IUCN assessment on species facing extinction

Context:

The International Union for the Conservation of Nature (IUCN) assessed species for its survival watchlist said that over 25% of them are now at high risk of vanishing forever.

Relevance:

GS-III: Environment and Ecology (Important International Institutions, Conservation of Ecology and Biodiversity)

Dimensions of the Article:

  1. Highlights of the IUCN findings
  2. About the IUCN and its Red list

Highlights of the IUCN findings

  • Some 28% of the 1,38,374 species assessed by the International Union for the Conservation of Nature (IUCN) for its survival watchlist are now at high risk of vanishing forever.
  • Habitat loss, overexploitation and illegal trade have hammered global wildlife populations for decades, and climate change is now kicking in as a direct threat as well, the IUCN reported.
  • Some 37% of the 1,200 shark and ray species assessed by experts are directly threatened by extinction, a third more than only seven years ago, it warned.
  • Indonesia’s fearsome Komodo dragons were listed as “endangered” as the species “is increasingly threatened by the impacts of climate change” said the the IUCN, with rising sea levels expected to shrink its tiny habitat by at least 30% over the next 45 years.

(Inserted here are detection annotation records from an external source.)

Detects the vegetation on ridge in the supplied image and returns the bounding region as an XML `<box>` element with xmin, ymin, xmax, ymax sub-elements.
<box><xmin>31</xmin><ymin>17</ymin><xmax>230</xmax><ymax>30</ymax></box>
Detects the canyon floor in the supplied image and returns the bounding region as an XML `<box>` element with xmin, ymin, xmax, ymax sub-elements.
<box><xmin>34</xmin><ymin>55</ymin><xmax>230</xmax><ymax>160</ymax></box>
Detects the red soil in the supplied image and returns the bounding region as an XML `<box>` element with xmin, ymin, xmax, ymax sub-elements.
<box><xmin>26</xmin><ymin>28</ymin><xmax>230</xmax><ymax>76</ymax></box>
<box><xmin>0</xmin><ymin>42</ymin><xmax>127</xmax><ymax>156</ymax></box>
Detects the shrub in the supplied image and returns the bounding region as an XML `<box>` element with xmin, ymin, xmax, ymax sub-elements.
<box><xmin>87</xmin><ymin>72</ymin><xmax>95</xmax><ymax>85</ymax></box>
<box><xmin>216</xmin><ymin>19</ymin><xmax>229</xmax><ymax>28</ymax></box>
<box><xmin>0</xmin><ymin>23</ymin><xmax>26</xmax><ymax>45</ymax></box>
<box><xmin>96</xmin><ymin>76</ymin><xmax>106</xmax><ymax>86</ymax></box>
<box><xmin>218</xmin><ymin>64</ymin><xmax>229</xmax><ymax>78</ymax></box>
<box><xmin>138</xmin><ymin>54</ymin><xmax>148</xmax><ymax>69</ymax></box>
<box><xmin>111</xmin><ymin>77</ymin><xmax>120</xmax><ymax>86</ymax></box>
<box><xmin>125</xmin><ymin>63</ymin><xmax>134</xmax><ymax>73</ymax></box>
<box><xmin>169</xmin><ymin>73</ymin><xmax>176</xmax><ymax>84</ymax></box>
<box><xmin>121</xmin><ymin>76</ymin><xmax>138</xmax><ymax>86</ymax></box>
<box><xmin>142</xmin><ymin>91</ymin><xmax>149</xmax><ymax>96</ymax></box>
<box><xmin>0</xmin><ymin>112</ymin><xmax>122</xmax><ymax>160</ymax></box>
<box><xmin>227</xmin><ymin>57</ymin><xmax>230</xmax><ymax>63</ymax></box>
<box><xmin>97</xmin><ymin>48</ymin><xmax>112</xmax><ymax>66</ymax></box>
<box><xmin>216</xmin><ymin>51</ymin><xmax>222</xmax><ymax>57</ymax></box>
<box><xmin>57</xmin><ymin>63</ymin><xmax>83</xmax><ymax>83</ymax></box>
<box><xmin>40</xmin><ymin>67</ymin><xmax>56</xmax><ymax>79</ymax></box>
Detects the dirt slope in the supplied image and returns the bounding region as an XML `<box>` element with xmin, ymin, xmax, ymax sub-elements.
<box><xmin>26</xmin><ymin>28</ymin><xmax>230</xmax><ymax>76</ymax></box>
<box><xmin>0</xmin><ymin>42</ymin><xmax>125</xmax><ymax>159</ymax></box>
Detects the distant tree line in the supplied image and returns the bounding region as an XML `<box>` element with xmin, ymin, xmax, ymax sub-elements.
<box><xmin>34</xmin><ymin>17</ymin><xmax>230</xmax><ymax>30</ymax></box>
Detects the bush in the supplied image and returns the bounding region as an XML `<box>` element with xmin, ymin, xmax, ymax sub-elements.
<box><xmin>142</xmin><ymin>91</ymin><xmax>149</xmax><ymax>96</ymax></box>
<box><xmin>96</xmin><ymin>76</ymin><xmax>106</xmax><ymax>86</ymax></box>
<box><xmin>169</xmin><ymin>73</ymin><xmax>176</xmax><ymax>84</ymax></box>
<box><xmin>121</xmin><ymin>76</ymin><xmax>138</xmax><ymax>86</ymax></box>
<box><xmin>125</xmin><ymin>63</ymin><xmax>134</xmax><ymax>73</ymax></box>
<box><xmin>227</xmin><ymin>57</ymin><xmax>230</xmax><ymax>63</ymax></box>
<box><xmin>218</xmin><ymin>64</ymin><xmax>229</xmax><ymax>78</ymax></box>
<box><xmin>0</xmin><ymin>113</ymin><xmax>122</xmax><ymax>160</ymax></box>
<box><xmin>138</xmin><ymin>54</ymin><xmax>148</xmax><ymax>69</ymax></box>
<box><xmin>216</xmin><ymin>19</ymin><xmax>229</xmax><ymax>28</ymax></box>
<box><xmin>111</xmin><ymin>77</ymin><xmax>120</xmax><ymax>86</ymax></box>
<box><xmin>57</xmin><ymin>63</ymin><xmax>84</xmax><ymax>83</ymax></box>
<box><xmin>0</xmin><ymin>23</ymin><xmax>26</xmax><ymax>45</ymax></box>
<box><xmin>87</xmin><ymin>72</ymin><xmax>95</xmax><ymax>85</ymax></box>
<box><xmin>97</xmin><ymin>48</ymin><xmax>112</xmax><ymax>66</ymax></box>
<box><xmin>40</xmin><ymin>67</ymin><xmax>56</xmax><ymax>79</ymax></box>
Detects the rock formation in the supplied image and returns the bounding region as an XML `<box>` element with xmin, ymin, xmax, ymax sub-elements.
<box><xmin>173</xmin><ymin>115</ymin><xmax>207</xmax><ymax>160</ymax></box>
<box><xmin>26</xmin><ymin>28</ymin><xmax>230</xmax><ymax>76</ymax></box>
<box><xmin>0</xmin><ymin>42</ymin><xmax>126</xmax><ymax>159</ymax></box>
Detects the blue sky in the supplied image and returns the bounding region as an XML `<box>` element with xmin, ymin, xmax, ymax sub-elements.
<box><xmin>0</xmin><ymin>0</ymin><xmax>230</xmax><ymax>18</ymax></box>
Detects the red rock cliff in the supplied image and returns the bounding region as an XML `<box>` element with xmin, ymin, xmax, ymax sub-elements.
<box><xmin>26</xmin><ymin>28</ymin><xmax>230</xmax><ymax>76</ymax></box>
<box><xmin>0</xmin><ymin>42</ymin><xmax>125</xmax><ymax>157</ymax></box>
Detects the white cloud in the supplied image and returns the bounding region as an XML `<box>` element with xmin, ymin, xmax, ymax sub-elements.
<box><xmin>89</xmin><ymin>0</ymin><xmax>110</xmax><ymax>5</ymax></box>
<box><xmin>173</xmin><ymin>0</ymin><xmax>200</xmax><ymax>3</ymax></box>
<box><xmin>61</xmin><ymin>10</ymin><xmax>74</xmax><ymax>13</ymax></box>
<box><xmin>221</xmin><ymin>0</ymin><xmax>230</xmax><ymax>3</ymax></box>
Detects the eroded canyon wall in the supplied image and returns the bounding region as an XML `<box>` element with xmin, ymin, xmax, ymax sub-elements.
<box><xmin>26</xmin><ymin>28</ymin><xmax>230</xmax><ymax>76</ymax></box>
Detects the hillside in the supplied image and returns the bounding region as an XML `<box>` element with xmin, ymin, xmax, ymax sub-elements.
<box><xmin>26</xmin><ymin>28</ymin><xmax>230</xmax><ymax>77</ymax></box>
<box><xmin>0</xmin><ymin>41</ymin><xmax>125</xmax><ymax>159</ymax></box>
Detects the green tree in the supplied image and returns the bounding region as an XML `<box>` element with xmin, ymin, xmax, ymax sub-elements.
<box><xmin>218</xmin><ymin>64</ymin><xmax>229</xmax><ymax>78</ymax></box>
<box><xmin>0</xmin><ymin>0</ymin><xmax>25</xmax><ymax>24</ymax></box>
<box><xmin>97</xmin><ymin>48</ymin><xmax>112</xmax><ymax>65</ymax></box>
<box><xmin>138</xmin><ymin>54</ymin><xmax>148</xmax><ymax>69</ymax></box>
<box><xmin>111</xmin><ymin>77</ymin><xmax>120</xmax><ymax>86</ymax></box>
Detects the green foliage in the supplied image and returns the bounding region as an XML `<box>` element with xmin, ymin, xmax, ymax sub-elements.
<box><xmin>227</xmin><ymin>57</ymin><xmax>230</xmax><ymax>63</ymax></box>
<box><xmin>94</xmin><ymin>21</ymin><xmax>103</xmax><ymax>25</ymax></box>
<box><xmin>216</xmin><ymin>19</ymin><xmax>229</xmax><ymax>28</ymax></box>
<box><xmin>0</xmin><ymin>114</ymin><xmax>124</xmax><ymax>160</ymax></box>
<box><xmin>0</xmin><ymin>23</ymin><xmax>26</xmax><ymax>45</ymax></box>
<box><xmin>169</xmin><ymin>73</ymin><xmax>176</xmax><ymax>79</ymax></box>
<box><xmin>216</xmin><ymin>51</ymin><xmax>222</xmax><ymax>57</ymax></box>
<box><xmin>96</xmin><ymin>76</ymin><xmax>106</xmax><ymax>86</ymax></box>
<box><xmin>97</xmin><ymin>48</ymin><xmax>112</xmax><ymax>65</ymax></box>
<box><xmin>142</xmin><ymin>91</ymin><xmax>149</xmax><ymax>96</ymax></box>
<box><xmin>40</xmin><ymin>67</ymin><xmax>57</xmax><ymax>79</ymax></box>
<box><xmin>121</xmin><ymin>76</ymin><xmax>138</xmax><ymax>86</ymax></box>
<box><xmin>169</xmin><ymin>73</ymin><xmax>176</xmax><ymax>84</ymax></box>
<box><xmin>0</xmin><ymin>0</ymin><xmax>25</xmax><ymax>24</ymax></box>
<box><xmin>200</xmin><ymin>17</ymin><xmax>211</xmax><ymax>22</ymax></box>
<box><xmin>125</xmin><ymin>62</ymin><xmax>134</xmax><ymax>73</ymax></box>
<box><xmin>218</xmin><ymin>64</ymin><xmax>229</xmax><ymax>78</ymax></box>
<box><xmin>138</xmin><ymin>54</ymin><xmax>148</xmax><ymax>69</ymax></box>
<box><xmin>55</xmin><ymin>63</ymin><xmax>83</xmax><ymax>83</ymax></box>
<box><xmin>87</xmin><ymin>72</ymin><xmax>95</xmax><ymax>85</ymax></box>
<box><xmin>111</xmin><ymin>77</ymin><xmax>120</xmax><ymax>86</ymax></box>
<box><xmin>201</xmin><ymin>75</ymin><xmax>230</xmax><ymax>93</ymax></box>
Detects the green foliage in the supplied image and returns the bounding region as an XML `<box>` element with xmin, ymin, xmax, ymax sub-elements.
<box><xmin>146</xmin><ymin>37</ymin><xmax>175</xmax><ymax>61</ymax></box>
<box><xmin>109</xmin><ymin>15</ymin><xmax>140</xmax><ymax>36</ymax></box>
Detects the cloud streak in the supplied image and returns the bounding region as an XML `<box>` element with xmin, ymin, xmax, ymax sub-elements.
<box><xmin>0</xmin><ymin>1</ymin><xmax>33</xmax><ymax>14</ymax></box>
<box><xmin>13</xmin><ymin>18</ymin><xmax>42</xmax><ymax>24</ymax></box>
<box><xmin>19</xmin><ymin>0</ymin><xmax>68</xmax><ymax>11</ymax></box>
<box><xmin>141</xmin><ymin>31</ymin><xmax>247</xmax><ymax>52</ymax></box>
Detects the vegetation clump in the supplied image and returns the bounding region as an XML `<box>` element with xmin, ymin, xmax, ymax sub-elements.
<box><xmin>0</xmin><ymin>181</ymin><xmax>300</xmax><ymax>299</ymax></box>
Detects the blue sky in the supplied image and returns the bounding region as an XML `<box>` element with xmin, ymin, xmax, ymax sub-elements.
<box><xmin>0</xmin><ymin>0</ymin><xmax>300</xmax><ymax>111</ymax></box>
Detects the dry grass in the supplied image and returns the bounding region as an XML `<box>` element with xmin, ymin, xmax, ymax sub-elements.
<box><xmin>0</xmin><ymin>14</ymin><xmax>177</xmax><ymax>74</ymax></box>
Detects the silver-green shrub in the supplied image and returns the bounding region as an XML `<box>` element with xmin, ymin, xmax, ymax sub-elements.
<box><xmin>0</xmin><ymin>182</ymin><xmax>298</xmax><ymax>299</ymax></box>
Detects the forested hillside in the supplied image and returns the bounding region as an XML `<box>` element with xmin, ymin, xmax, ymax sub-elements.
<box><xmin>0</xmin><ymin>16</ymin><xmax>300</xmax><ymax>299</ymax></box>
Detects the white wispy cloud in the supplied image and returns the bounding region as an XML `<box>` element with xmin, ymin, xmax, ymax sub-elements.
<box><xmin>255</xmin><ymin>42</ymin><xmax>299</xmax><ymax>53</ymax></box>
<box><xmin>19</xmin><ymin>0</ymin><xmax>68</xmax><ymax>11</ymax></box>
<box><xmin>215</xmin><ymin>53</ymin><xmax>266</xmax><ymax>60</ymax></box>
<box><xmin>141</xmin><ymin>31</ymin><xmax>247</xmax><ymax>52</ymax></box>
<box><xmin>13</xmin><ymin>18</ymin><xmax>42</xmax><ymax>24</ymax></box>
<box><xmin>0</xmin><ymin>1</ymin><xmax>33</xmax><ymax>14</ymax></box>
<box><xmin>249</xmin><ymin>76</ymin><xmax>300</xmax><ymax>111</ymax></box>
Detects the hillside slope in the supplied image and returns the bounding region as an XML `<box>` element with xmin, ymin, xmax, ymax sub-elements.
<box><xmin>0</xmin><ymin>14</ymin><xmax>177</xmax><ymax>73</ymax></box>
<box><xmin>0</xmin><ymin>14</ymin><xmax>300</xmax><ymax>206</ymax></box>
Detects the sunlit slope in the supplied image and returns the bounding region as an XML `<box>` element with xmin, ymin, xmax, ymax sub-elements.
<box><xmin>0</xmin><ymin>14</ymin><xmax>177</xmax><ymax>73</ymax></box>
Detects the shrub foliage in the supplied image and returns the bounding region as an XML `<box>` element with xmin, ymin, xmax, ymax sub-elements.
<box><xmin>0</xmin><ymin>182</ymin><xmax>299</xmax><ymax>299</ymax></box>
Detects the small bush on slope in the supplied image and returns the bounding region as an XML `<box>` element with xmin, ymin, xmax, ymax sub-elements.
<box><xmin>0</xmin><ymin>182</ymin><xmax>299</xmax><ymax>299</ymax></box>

IUCN on Raptor Species under Threat

  • Around 30% of the 557 raptor species around the world are threatened by extinction to some degree.
  • Some vulture populations have declined by over 95% in Asian countries such as India because of the widespread use of diclofenac (which is a non-steroidal anti-inflammatory drug).
  • The population of Philippine eagles (Critically Endangered under IUCN Red List), the largest variety of eagles in the world, decreased rapidly in the last decades due to extensive deforestation.
  • In Africa, vulture populations have decreased by an average of 95% in rural areas over the last 30 years as the result of shooting and poisoning through feeding on carcasses of livestock treated with diclofenac.
  • The Annobon scops-owl, restricted to Annobon Island off West Africa, was recently classified as ‘critically endangered’ under the IUCN Red List because of rapid habitat loss and degradation.

About the IUCN and its Red list

  • Established in 1964, the International Union for Conservation of Nature’s (IUCN) Red List of Threatened Species has evolved to become the world’s most comprehensive information source on the global extinction risk status of animal, fungus and plant species.
  • The IUCN Red List is a critical indicator of the health of the world’s biodiversity.  It provides information about range, population size, habitat and ecology, use and/or trade, threats, and conservation actions that will help inform necessary conservation decisions.
  • The IUCN Red List is used by government agencies, wildlife departments, conservation-related non-governmental organisations (NGOs), natural resource planners, educational organisations, students, and the business community. 

The main objectives are:

  1. Identification and documentation of endangered species.
  2. Providing a global index of the decline of biodiversity.
  3. Developing awareness about the importance of threatened biodiversity.
  4. Defining conservation priorities at the local level and guiding conservation action.

Every four years, IUCN convenes the IUCN World Conservation Congress to set the global conservation agenda.

 

About the criteria for the IUCN Red List

The IUCN system uses a set of five quantitative criteria to assess the extinction risk of a given species. In general, these criteria consider:

  1. The rate of population decline.
  2. The geographic range.
  3. Whether the species already possesses a small population size.
  4. Whether the species is very small or lives in a restricted area.
  5. Whether the results of a quantitative analysis indicate a high probability of extinction in the wild.